A difference of 2.3 eV separates two energy levels in an atom. What is the frequency of radiation emitted when the atom make a transition from the upper level to the lower level?

To find the frequency of radiation emitted during a transition between two energy levels in an atom, we can use the relationship between energy and frequency, which is derived from Planck's equation. This relationship is expressed as:

Understanding the Relationship

The equation we need is:

E = h * f

Where:

• E is the energy difference between the two levels (in joules).
• h is Planck's constant, approximately 6.626 x 10^-34 J·s.
• f is the frequency of the emitted radiation (in hertz).

Converting Energy Units

In your case, the energy difference is given as 2.3 eV. To use this in our equation, we need to convert electronvolts to joules.
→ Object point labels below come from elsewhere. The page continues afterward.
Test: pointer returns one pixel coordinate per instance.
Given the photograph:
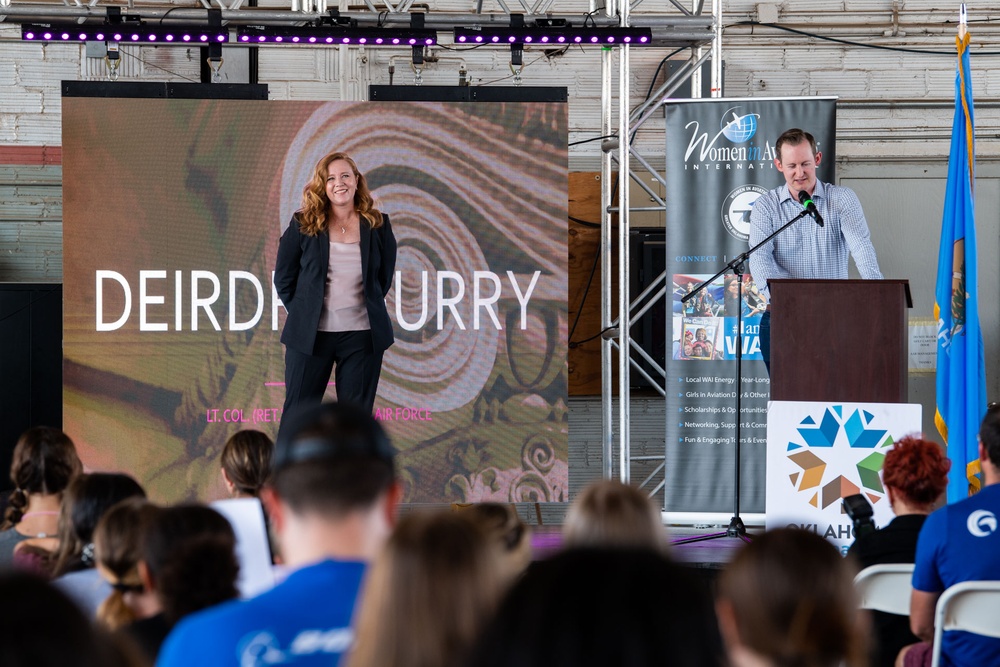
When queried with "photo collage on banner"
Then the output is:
(719, 158)
(172, 214)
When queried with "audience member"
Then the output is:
(188, 563)
(43, 464)
(86, 500)
(429, 594)
(246, 463)
(599, 607)
(915, 474)
(117, 549)
(41, 627)
(612, 514)
(332, 498)
(959, 542)
(504, 528)
(787, 598)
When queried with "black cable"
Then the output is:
(510, 76)
(587, 340)
(587, 141)
(848, 42)
(467, 48)
(167, 12)
(21, 309)
(585, 223)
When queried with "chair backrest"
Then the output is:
(886, 587)
(972, 606)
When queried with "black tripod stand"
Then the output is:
(736, 528)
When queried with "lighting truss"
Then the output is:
(335, 35)
(125, 32)
(557, 35)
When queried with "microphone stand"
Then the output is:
(736, 527)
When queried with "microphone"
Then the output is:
(808, 204)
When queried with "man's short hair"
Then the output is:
(794, 137)
(989, 433)
(332, 459)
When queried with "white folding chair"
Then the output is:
(972, 606)
(886, 587)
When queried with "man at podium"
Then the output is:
(816, 246)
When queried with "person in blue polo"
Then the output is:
(959, 542)
(332, 499)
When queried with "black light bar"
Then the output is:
(125, 32)
(558, 35)
(335, 35)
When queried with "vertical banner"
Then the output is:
(172, 214)
(719, 158)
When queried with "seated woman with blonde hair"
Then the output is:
(429, 594)
(43, 464)
(787, 599)
(117, 541)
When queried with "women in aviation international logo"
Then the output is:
(736, 209)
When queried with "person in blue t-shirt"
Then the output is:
(332, 499)
(959, 542)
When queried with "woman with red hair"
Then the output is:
(915, 474)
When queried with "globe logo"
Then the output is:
(819, 482)
(738, 129)
(981, 523)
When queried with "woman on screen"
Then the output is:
(335, 265)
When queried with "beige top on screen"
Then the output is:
(344, 297)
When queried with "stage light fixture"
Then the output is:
(554, 36)
(335, 36)
(125, 32)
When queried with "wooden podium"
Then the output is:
(839, 340)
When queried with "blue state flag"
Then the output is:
(961, 368)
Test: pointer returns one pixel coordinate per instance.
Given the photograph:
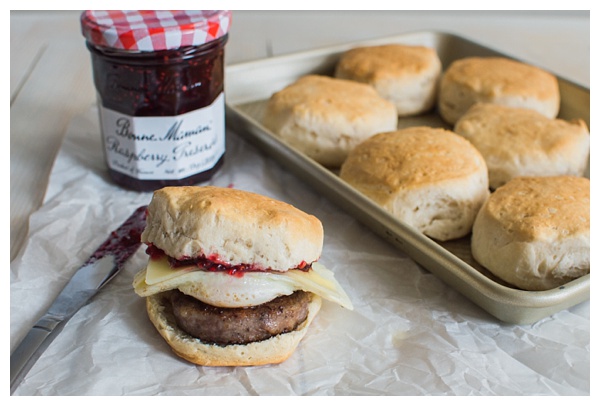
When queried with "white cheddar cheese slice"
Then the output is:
(247, 289)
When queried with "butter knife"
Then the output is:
(92, 276)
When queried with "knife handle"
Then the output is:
(31, 348)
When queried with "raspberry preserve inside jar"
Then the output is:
(161, 110)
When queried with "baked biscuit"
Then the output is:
(406, 75)
(325, 117)
(522, 142)
(499, 81)
(429, 178)
(534, 232)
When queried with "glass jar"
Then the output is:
(159, 80)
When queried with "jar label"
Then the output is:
(164, 148)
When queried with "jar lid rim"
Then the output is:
(153, 30)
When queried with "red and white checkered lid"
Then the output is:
(153, 30)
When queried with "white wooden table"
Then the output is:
(51, 82)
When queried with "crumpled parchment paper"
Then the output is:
(410, 334)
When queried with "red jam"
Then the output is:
(211, 263)
(161, 110)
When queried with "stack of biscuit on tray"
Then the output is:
(503, 170)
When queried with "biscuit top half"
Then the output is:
(534, 208)
(326, 97)
(412, 158)
(498, 76)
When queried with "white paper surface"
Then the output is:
(410, 334)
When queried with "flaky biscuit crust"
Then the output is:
(232, 226)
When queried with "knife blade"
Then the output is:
(91, 277)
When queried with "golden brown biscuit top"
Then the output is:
(235, 225)
(381, 62)
(534, 208)
(495, 76)
(326, 97)
(411, 158)
(495, 129)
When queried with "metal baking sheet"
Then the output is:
(250, 84)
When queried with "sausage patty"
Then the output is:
(225, 326)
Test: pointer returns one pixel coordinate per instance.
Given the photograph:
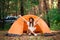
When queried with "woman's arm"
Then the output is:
(37, 19)
(23, 18)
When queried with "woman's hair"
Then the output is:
(31, 22)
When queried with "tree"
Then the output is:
(22, 7)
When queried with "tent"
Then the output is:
(19, 26)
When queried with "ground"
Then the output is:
(26, 37)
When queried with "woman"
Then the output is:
(31, 23)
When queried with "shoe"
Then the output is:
(35, 34)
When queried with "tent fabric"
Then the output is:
(20, 26)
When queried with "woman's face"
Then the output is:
(31, 20)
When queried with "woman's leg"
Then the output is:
(32, 32)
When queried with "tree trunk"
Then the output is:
(22, 7)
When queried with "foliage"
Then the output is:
(54, 18)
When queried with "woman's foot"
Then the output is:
(35, 34)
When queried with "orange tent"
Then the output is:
(19, 26)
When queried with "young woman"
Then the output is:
(31, 23)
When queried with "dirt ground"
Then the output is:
(26, 37)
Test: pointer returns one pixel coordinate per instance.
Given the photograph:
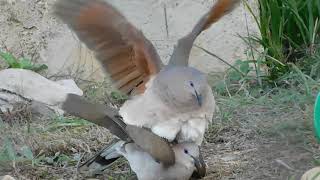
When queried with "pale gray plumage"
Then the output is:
(175, 102)
(147, 153)
(188, 160)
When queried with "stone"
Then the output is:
(18, 85)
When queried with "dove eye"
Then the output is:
(186, 151)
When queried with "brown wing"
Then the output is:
(181, 52)
(127, 56)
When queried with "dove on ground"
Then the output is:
(175, 101)
(149, 156)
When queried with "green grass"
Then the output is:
(289, 33)
(21, 63)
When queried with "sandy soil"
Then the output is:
(29, 29)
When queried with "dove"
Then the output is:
(149, 156)
(175, 100)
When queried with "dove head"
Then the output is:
(181, 87)
(188, 155)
The conversion factor is:

1 eV = 1.602 x 10^-19 J

So, to convert 2.3 eV to joules:

E = 2.3 eV * 1.602 x 10^-19 J/eV = 3.6886 x 10^-19 J

Calculating Frequency

Now that we have the energy in joules, we can rearrange the equation to solve for frequency:

f = E / h

Substituting the values we have:

f = (3.6886 x 10^-19 J) / (6.626 x 10^-34 J·s)

Calculating this gives:

f ≈ 5.56 x 10^14 Hz

Final Thoughts

The frequency of the radiation emitted when the atom transitions from the upper energy level to the lower one is approximately 5.56 x 10^14 Hz. This frequency falls within the visible light spectrum, specifically in the range of blue to violet light, which is fascinating as it connects atomic transitions to observable phenomena in our everyday world.